Sometimes when I get into work in the morning, I feel like Adam and Eve must have felt during those innocent days spent in Eden. Like them, I have no precedents, anything seems possible and I am unaware of the ‘nakedness’ of my planning expertise. I work for one of the growing breed of ‘business communication agencies’. A business communications agency is an organisation that communicates to internal and external audiences (e.g. employees and shareholders) on behalf of blue-chip clients. In my case, the services we offer include event production, video production, Internet and Intranet consultancy and production and graphic design.

Why do I feel like Adam? There is very little history of planning, research or measurement in the business communications environment. Traditionally the industry has relied upon nice letters from clients and the odd bouquet of flowers. Quite suitable for a show featuring dancing girls, choked with dry ice, produced by a failed theatre luvvie but hardly evidence of an industry providing tangible business benefits and truly accountable services.

The development of a planning function at Crown, that seeks to measure the effectiveness of existing communication initiatives, has been undertaken in order to improve the quality of our creative production, to strengthen our client’s hand and our own. By analysing how well the messages we are communicating are getting through to the audience, we are able to recommend improvements to future communication strategies. In effect, we are moving ‘up the food chain’, seeking to become a valued communications partner, rather than simply a production supplier. This may be the key to the advent of business communication campaigns rather than the one-off projects and constant pitching that is endemic in our industry.

There is however a serpent in this planning Eden. The serpent is the real and cultural obstacle to the planning concept in an industry traditionally devoid of it. Internally, account directors are not used to the concept of quantitative and qualitative measurement of their creative output. Externally, many clients are not in the habit of providing any serious analytical work to justify expenditure on communication.
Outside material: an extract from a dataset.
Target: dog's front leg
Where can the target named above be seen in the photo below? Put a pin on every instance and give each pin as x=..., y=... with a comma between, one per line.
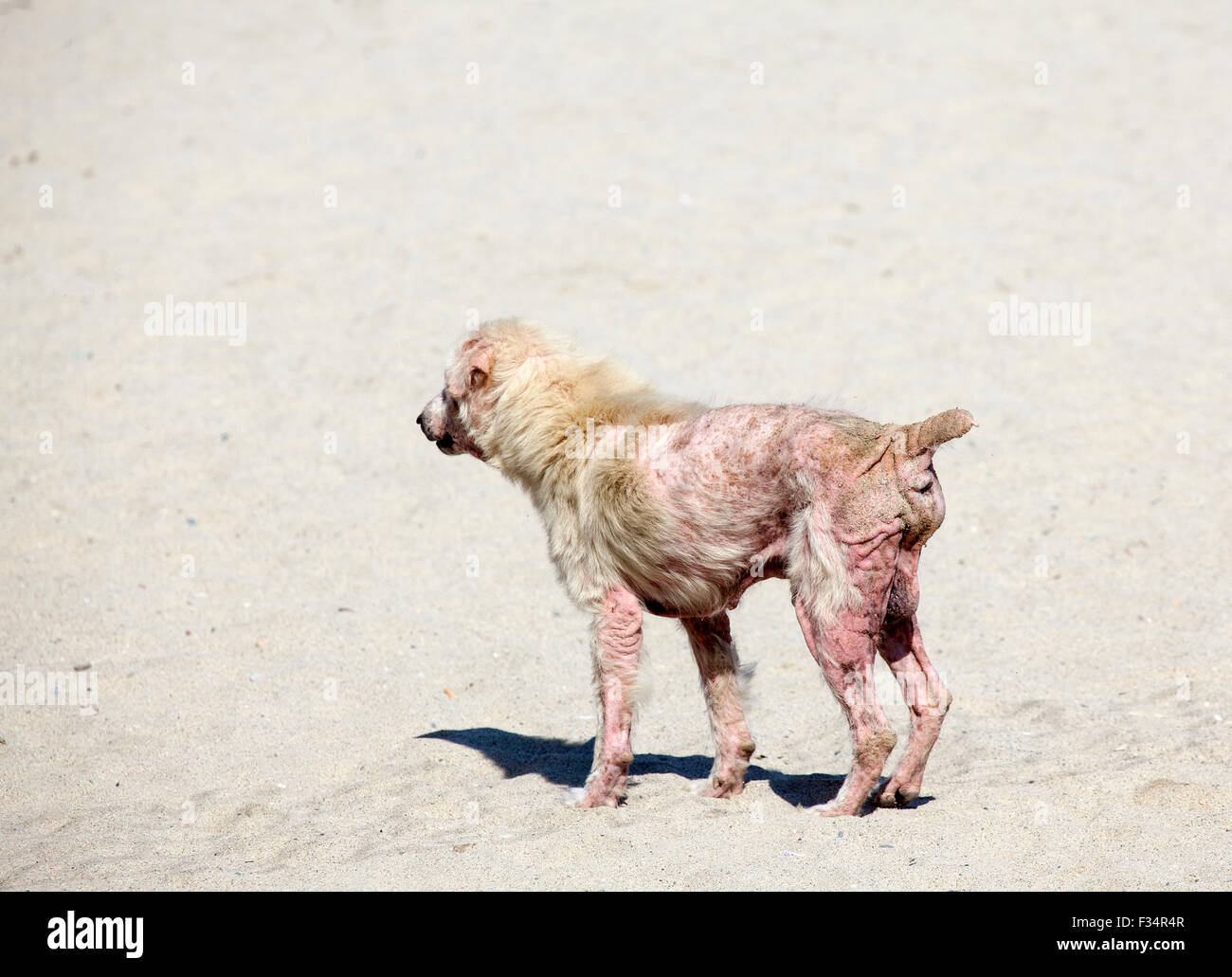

Is that why Marketing Directors (who have the support of statistics) get to sit on the board, whilst Communications Directors generally do not?

The advent of digital media is changing all that. Since it is possible to analyse the way in which employees use a corporate Intranet (down to a mouse-click) backed up with qualitative assessment of their reaction to the content, the time is ripe for an explosion of business communications planning. It is a ‘no brainer’; the opportunity to provide evidence of the tangible success of a communications initiative gives us a competitive advantage.

This is the virgin territory in which I work every day, it can be interesting and fun. It can also be incredibly frustrating. There are times when I gaze at the esteemed halls of Advertising and Direct Marketing planners and long for the heritage and ancestry that exists there. But in conclusion, my rallying cry is twofold; on the one hand it is aimed at those struggling to develop a planning function in their own agencies – keep pushing! On the other, it is directed at those within more traditional planning environments – support the extension of planning principles wherever you see them.